Retaliation might be effective in limiting terrorist activity - but how would that work? It might work by providing a deterrent - terrorists think twice about committing an atrocity since they know there will be reprisals. But that is not what the terrorist organizations say - they usually state quite clearly that they are retaliating against Israeli operations.
It might also work by eliminating would be terrorists, and so preventing the attacks that would have taken place had those folks still been alive to carry them out. I'm very skeptical of this argument as well. There always seems to be another Palestinian suicide bomber at the ready. And of course you need to take into account the fact that targeted assassinations generate new recruits for the terrorist organizations, so the net effect might the opposite of what was intended.
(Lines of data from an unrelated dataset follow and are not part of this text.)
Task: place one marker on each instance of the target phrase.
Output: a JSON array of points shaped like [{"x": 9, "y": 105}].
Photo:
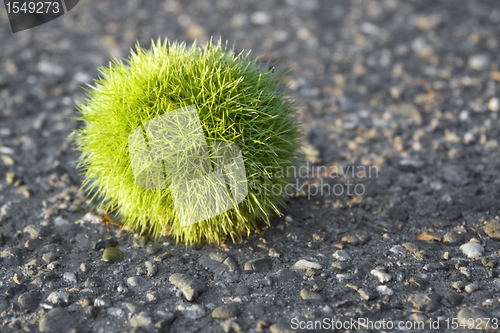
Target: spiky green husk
[{"x": 236, "y": 102}]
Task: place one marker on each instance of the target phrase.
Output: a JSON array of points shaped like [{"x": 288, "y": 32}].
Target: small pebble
[
  {"x": 58, "y": 297},
  {"x": 305, "y": 264},
  {"x": 189, "y": 286},
  {"x": 193, "y": 312},
  {"x": 472, "y": 250},
  {"x": 342, "y": 255},
  {"x": 384, "y": 290},
  {"x": 140, "y": 319},
  {"x": 137, "y": 284},
  {"x": 382, "y": 276},
  {"x": 112, "y": 254},
  {"x": 226, "y": 311},
  {"x": 471, "y": 287}
]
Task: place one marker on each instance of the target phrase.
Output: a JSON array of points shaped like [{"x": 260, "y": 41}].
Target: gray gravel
[{"x": 408, "y": 87}]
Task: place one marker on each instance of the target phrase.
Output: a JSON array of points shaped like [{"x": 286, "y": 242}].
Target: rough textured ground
[{"x": 408, "y": 87}]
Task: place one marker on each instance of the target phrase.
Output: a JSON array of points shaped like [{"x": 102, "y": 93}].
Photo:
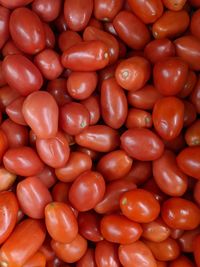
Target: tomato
[
  {"x": 189, "y": 161},
  {"x": 89, "y": 226},
  {"x": 188, "y": 48},
  {"x": 159, "y": 49},
  {"x": 139, "y": 205},
  {"x": 171, "y": 24},
  {"x": 27, "y": 30},
  {"x": 80, "y": 85},
  {"x": 77, "y": 164},
  {"x": 119, "y": 229},
  {"x": 166, "y": 250},
  {"x": 148, "y": 11},
  {"x": 27, "y": 78},
  {"x": 87, "y": 56},
  {"x": 170, "y": 76},
  {"x": 70, "y": 252},
  {"x": 106, "y": 254},
  {"x": 180, "y": 213},
  {"x": 33, "y": 196},
  {"x": 23, "y": 243},
  {"x": 133, "y": 73},
  {"x": 92, "y": 33},
  {"x": 142, "y": 144},
  {"x": 136, "y": 254},
  {"x": 87, "y": 190},
  {"x": 41, "y": 114},
  {"x": 113, "y": 103},
  {"x": 60, "y": 222},
  {"x": 47, "y": 10},
  {"x": 4, "y": 29},
  {"x": 22, "y": 161},
  {"x": 100, "y": 138},
  {"x": 131, "y": 30},
  {"x": 106, "y": 10},
  {"x": 170, "y": 179},
  {"x": 168, "y": 122},
  {"x": 48, "y": 62}
]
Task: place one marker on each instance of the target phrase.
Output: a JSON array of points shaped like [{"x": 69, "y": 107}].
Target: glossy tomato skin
[
  {"x": 100, "y": 138},
  {"x": 22, "y": 243},
  {"x": 119, "y": 229},
  {"x": 60, "y": 222},
  {"x": 113, "y": 103},
  {"x": 87, "y": 190},
  {"x": 142, "y": 144},
  {"x": 170, "y": 179},
  {"x": 136, "y": 254},
  {"x": 131, "y": 30},
  {"x": 40, "y": 111},
  {"x": 180, "y": 213},
  {"x": 88, "y": 55},
  {"x": 168, "y": 122},
  {"x": 70, "y": 252},
  {"x": 23, "y": 161},
  {"x": 27, "y": 78},
  {"x": 8, "y": 215},
  {"x": 147, "y": 11},
  {"x": 139, "y": 205},
  {"x": 188, "y": 161},
  {"x": 33, "y": 196},
  {"x": 170, "y": 75},
  {"x": 106, "y": 254},
  {"x": 27, "y": 30}
]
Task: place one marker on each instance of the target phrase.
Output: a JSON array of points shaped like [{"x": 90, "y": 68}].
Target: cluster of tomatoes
[{"x": 99, "y": 134}]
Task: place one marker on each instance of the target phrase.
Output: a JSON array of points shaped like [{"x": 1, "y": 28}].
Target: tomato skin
[
  {"x": 87, "y": 56},
  {"x": 60, "y": 222},
  {"x": 139, "y": 205},
  {"x": 27, "y": 78},
  {"x": 171, "y": 24},
  {"x": 119, "y": 229},
  {"x": 188, "y": 161},
  {"x": 87, "y": 190},
  {"x": 170, "y": 179},
  {"x": 8, "y": 215},
  {"x": 43, "y": 120},
  {"x": 133, "y": 73},
  {"x": 22, "y": 243},
  {"x": 148, "y": 11},
  {"x": 168, "y": 122},
  {"x": 22, "y": 161},
  {"x": 180, "y": 213},
  {"x": 100, "y": 138},
  {"x": 142, "y": 144},
  {"x": 27, "y": 30},
  {"x": 166, "y": 250},
  {"x": 113, "y": 104},
  {"x": 136, "y": 254},
  {"x": 70, "y": 252},
  {"x": 33, "y": 196},
  {"x": 170, "y": 75},
  {"x": 106, "y": 254},
  {"x": 188, "y": 48},
  {"x": 131, "y": 30}
]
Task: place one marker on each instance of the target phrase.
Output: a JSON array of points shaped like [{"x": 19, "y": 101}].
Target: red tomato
[
  {"x": 40, "y": 111},
  {"x": 180, "y": 213},
  {"x": 27, "y": 30},
  {"x": 139, "y": 205},
  {"x": 33, "y": 196},
  {"x": 87, "y": 190},
  {"x": 23, "y": 243}
]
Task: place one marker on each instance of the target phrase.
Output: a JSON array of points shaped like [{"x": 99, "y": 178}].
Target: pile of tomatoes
[{"x": 99, "y": 133}]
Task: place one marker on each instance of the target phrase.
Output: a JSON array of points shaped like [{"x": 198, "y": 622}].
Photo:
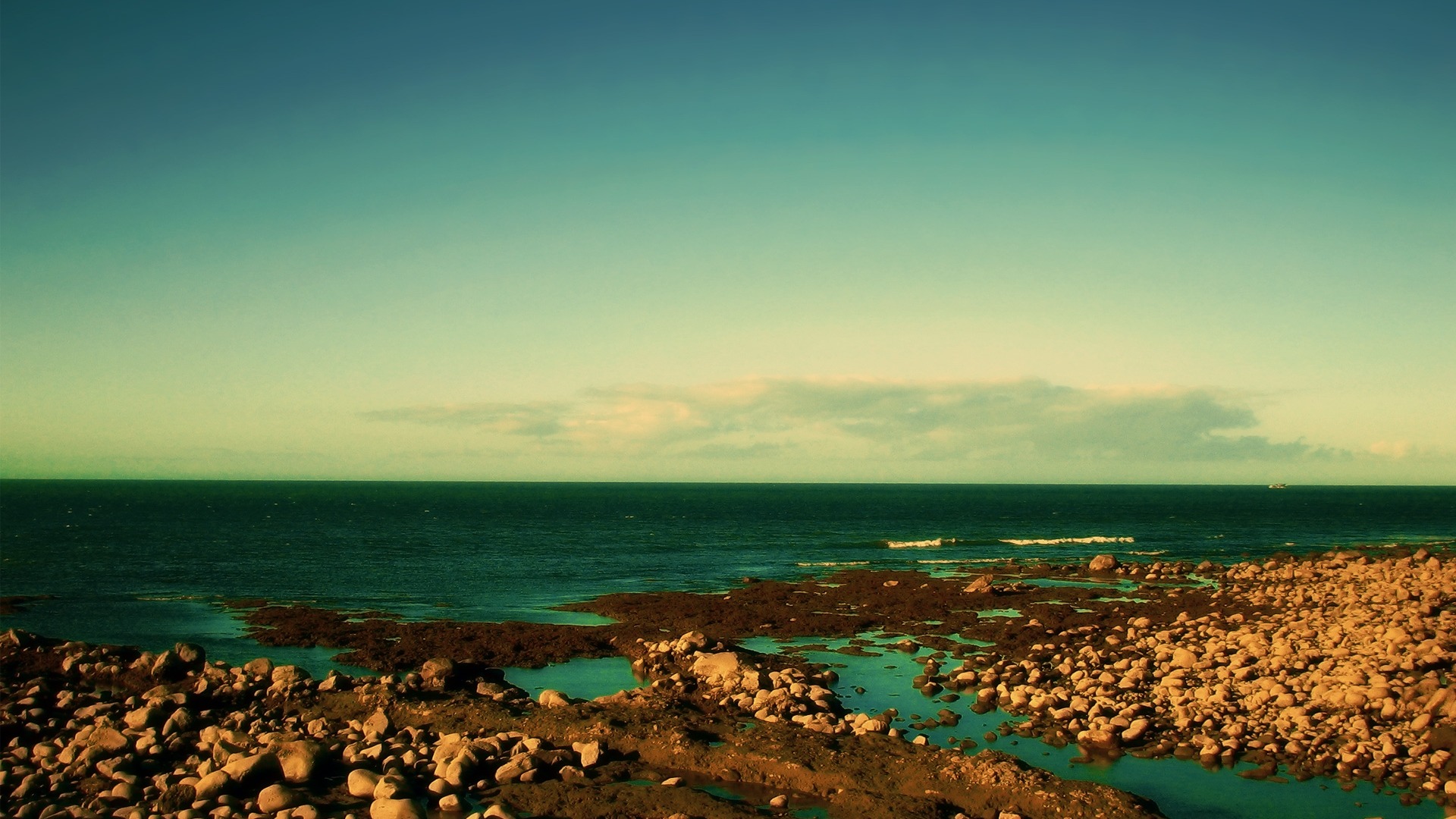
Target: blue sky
[{"x": 748, "y": 241}]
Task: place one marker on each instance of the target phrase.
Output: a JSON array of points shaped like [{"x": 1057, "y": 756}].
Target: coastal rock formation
[
  {"x": 1341, "y": 667},
  {"x": 89, "y": 733}
]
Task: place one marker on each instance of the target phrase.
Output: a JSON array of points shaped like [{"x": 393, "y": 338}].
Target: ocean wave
[
  {"x": 919, "y": 544},
  {"x": 1060, "y": 541}
]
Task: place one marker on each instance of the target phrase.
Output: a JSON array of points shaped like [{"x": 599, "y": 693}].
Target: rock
[
  {"x": 982, "y": 585},
  {"x": 362, "y": 783},
  {"x": 437, "y": 672},
  {"x": 177, "y": 798},
  {"x": 254, "y": 770},
  {"x": 111, "y": 741},
  {"x": 588, "y": 752},
  {"x": 213, "y": 786},
  {"x": 280, "y": 798},
  {"x": 516, "y": 768},
  {"x": 721, "y": 665},
  {"x": 397, "y": 809},
  {"x": 1098, "y": 739},
  {"x": 552, "y": 698},
  {"x": 287, "y": 675},
  {"x": 262, "y": 667},
  {"x": 392, "y": 786},
  {"x": 168, "y": 668},
  {"x": 378, "y": 723},
  {"x": 182, "y": 720},
  {"x": 299, "y": 760},
  {"x": 145, "y": 717},
  {"x": 191, "y": 654}
]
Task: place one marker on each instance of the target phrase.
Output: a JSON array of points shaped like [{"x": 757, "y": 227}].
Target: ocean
[
  {"x": 142, "y": 561},
  {"x": 147, "y": 563}
]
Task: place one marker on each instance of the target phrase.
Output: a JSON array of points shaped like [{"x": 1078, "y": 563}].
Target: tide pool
[{"x": 1181, "y": 789}]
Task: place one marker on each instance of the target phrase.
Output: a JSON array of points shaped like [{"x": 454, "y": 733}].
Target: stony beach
[{"x": 1332, "y": 665}]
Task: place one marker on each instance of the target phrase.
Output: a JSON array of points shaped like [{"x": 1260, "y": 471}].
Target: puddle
[
  {"x": 1181, "y": 789},
  {"x": 584, "y": 678}
]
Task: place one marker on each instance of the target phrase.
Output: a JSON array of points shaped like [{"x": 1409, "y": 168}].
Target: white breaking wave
[
  {"x": 919, "y": 544},
  {"x": 1059, "y": 541}
]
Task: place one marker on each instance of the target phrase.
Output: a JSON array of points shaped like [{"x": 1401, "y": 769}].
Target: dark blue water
[{"x": 115, "y": 553}]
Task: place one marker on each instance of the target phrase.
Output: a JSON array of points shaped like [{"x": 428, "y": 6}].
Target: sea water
[{"x": 149, "y": 563}]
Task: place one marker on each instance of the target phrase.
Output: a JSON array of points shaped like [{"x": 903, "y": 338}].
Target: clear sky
[{"x": 1190, "y": 242}]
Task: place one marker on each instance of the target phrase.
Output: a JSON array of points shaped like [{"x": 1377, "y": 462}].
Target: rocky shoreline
[{"x": 1334, "y": 665}]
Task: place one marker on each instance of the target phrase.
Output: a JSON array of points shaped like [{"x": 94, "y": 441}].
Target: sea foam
[
  {"x": 1060, "y": 541},
  {"x": 919, "y": 544}
]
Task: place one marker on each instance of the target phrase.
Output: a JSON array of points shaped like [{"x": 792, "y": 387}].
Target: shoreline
[{"x": 1218, "y": 664}]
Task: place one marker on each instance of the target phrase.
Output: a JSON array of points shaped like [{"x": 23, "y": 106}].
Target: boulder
[
  {"x": 145, "y": 717},
  {"x": 587, "y": 752},
  {"x": 516, "y": 768},
  {"x": 280, "y": 798},
  {"x": 982, "y": 585},
  {"x": 378, "y": 723},
  {"x": 262, "y": 667},
  {"x": 362, "y": 783},
  {"x": 299, "y": 760},
  {"x": 213, "y": 786},
  {"x": 437, "y": 672},
  {"x": 720, "y": 665},
  {"x": 552, "y": 698},
  {"x": 392, "y": 786},
  {"x": 254, "y": 768},
  {"x": 191, "y": 654},
  {"x": 287, "y": 675},
  {"x": 111, "y": 741},
  {"x": 397, "y": 809},
  {"x": 168, "y": 668}
]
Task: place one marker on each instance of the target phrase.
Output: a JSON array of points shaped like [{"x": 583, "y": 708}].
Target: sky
[{"x": 984, "y": 242}]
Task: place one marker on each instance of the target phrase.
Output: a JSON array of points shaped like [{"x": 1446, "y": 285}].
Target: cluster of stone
[
  {"x": 398, "y": 770},
  {"x": 731, "y": 679},
  {"x": 218, "y": 742},
  {"x": 1343, "y": 668}
]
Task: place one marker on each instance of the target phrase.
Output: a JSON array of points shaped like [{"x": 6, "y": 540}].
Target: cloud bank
[{"x": 845, "y": 419}]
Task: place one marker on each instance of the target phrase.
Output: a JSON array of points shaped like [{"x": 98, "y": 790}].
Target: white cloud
[{"x": 867, "y": 419}]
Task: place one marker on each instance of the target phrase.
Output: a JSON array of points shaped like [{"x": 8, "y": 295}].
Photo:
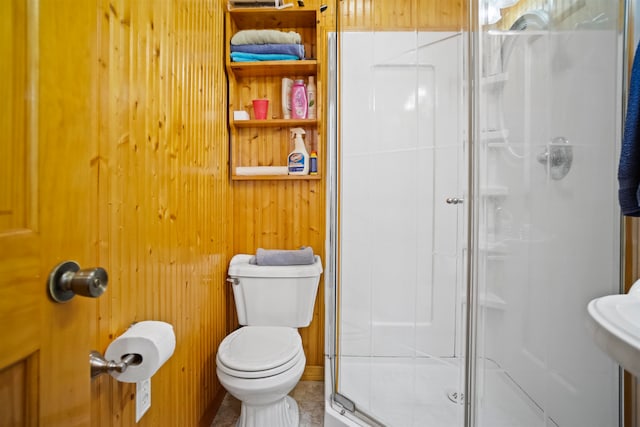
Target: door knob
[{"x": 66, "y": 280}]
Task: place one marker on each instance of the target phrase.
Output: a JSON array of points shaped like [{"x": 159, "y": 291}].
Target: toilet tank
[{"x": 274, "y": 295}]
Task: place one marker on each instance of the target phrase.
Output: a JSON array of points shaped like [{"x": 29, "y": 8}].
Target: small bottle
[
  {"x": 286, "y": 97},
  {"x": 299, "y": 103},
  {"x": 311, "y": 98},
  {"x": 313, "y": 163}
]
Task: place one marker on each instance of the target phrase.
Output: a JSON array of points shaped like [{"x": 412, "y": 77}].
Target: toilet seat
[{"x": 259, "y": 351}]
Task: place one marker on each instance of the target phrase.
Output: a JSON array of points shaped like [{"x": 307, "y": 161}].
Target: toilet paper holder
[{"x": 100, "y": 365}]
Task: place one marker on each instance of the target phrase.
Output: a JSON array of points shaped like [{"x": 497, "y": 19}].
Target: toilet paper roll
[{"x": 154, "y": 341}]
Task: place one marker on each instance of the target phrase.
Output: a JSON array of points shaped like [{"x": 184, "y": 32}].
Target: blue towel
[
  {"x": 251, "y": 57},
  {"x": 286, "y": 49},
  {"x": 629, "y": 166}
]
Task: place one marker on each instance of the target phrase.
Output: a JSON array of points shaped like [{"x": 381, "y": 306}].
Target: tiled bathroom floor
[{"x": 308, "y": 394}]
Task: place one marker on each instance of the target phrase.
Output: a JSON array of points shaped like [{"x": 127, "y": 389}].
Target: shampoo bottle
[
  {"x": 287, "y": 84},
  {"x": 298, "y": 160},
  {"x": 299, "y": 103},
  {"x": 311, "y": 98}
]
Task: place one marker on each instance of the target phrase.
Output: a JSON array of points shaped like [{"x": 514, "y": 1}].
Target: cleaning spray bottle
[{"x": 298, "y": 160}]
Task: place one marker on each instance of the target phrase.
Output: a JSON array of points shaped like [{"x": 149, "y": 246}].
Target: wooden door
[{"x": 47, "y": 208}]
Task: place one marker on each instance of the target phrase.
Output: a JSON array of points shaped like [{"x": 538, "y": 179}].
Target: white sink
[{"x": 615, "y": 327}]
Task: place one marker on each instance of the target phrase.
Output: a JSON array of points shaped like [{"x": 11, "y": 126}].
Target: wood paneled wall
[
  {"x": 164, "y": 197},
  {"x": 387, "y": 15}
]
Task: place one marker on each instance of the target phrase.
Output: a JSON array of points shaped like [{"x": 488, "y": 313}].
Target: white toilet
[{"x": 260, "y": 363}]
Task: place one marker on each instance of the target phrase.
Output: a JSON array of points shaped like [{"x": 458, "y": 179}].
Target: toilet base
[{"x": 283, "y": 413}]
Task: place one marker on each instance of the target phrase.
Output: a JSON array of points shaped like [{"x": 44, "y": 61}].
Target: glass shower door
[
  {"x": 549, "y": 239},
  {"x": 401, "y": 284}
]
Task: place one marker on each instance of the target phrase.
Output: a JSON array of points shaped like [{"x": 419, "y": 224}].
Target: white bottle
[
  {"x": 286, "y": 97},
  {"x": 311, "y": 98},
  {"x": 298, "y": 160}
]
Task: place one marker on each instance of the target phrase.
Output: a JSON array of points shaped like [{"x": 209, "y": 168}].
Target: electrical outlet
[{"x": 143, "y": 398}]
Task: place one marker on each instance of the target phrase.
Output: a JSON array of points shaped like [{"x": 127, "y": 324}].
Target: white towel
[
  {"x": 265, "y": 36},
  {"x": 262, "y": 170}
]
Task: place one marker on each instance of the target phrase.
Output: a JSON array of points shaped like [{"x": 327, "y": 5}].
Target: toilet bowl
[
  {"x": 260, "y": 363},
  {"x": 259, "y": 366}
]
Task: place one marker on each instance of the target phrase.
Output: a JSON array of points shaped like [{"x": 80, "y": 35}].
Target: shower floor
[{"x": 423, "y": 392}]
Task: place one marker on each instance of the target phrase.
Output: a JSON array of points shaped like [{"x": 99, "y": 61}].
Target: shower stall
[{"x": 472, "y": 213}]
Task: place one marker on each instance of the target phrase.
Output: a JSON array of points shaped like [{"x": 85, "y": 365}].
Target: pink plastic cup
[{"x": 260, "y": 107}]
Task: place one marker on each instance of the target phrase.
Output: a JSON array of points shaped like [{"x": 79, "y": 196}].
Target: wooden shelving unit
[{"x": 268, "y": 142}]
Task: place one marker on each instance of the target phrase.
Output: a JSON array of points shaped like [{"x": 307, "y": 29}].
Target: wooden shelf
[
  {"x": 275, "y": 177},
  {"x": 305, "y": 67},
  {"x": 274, "y": 123},
  {"x": 272, "y": 18},
  {"x": 267, "y": 142}
]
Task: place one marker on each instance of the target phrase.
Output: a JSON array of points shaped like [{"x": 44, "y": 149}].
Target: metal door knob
[{"x": 66, "y": 280}]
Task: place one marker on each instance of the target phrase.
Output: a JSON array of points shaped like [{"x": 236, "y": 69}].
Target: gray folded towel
[
  {"x": 265, "y": 36},
  {"x": 302, "y": 256}
]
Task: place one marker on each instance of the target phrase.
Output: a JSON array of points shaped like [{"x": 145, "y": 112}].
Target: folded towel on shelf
[
  {"x": 265, "y": 36},
  {"x": 252, "y": 57},
  {"x": 302, "y": 256},
  {"x": 273, "y": 48},
  {"x": 629, "y": 165},
  {"x": 261, "y": 170}
]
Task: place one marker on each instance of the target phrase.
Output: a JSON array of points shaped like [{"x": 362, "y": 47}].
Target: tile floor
[{"x": 308, "y": 394}]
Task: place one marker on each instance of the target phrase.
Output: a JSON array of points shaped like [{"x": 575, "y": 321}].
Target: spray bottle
[{"x": 298, "y": 160}]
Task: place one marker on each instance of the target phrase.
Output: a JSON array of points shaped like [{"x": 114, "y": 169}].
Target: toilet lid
[{"x": 259, "y": 348}]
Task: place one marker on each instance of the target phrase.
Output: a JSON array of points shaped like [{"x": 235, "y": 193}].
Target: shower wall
[
  {"x": 550, "y": 246},
  {"x": 546, "y": 246}
]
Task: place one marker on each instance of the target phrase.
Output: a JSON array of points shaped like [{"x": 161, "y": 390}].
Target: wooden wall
[{"x": 164, "y": 194}]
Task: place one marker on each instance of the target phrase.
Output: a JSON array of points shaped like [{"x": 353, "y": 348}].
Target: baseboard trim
[{"x": 313, "y": 373}]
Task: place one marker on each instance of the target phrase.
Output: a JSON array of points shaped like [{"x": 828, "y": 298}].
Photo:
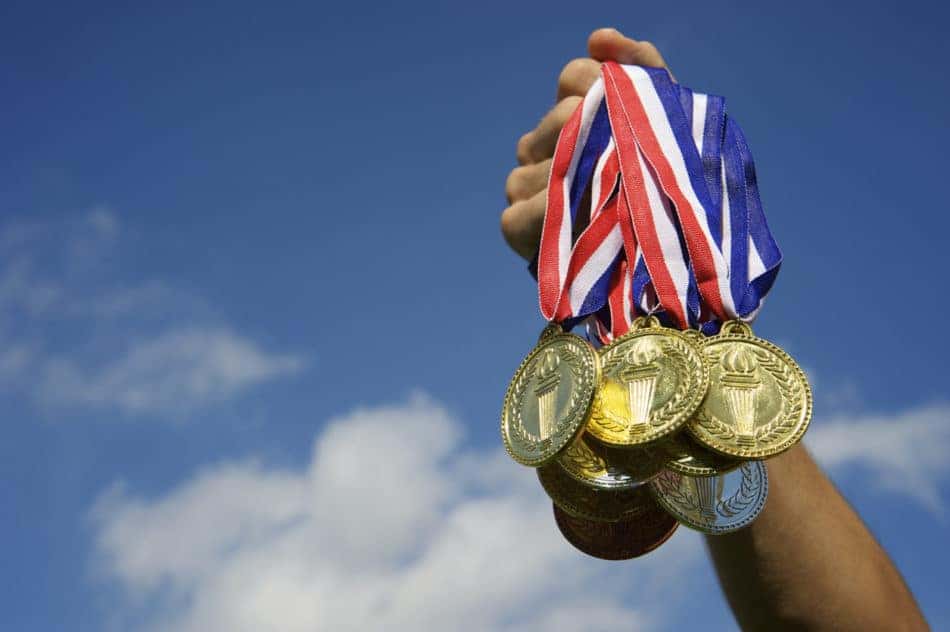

>As Wojtek stated before, the analogy between 9-11 and past terrorism in
>Israel is not particularly strong. It may indeed be true that killing
>Palestinian terrorist merely encourages more low-tech bombers. In this
>case, the issue is motivation as opposed to means. On the other hand,
>it comes to bin Laden and co, there simply aren't any other terrorists
>networks that appear to be capable of inflicting the sort of damage that
>shook New York. Destroy the network and it is far from certain that
>will be able to take its place.
The example you used was in the context of the Israel/Palestinian conflict, and I merely followed suit. As far as the US/Al-Quaeda situation is concerned, I don't see any reason why Osama bin-Laden's group is the only one which can carry out attacks on the US. You don't need a lot of money. Just some fertilizer and the will to carry it out, as Timothy McVeigh could have told you. It is even easier for a suicide bomber to succeed. I do agree that seriously weakening a sophisticated organizaiton like Al-Quaeda would reduce the odds of an attack on the scale of the WTC bombing, but I don't believe it would make us safe form terror.